Özalp Babaoğlu


Ozalp Babaoğlu, born 1955 in Ankara, Turkey, is a Turkish computer scientist. He is currently professor of computer science at the University of Bologna, Italy. He received a Ph.D. in 1981 from the University of California at Berkeley. He is the recipient of 1982 Sakrison Memorial Award, 1989 UNIX International Recognition Award and 1993 USENIX Association Lifetime Achievement Award for his contributions to the UNIX system community and to Open Industry Standards. Before moving to Bologna in 1988, Babaoğlu was an associate professor in the Department of Computer Science at Cornell University.
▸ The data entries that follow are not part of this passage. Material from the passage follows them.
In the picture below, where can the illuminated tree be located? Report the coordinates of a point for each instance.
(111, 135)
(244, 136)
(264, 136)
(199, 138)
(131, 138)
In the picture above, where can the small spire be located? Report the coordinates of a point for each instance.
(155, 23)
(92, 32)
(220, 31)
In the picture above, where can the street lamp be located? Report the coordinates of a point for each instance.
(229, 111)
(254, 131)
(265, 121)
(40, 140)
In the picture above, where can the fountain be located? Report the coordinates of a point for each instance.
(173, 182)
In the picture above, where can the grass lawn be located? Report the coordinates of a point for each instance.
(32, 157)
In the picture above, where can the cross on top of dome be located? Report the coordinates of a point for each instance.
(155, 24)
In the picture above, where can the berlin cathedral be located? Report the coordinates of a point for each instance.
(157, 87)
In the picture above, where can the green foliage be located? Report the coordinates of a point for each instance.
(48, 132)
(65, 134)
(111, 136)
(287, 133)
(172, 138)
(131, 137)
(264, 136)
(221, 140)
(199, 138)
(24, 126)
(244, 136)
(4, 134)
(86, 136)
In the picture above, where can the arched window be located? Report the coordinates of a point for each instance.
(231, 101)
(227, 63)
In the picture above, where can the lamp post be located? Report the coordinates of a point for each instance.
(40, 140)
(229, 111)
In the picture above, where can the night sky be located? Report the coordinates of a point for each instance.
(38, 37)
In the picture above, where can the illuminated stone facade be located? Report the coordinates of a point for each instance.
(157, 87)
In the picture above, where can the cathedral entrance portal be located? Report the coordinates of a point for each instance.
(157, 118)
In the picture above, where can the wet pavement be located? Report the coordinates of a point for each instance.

He has participated in several European research projects in distributed computing and complex systems. Babaoğlu is an ACM Fellow, a resident fellow of the Institute of Advanced Studies at the University of Bologna and has served on the editorial boards for ACM Transactions on Computer Systems, ACM Transactions on Autonomous and Adaptive Systems and Springer-Verlag Distributed Computing.
Babaoğlu is an avid cyclist and has a son and daughter.

BSD Unix

While pursuing his Ph.D. at Berkeley, Babaoğlu was a principal designer of BSD Unix, also known as BSD, from which spring many modern forms of UNIX, including FreeBSD, NetBSD, and OpenBSD. The Berkeley version of UNIX became the standard in education and research, garnering development support from DARPA, and was notable for introducing virtual memory and internet-working using TCP/IP to UNIX. BSD was widely distributed in source form so that others could learn from it and improve it; this style of software distribution has now led to the open source movement, of which BSD is now recognized to be one of the earliest examples. With Bill Joy, the co-founder of Sun Microsystems, he implemented virtual memory in BSD on hardware lacking page reference bits.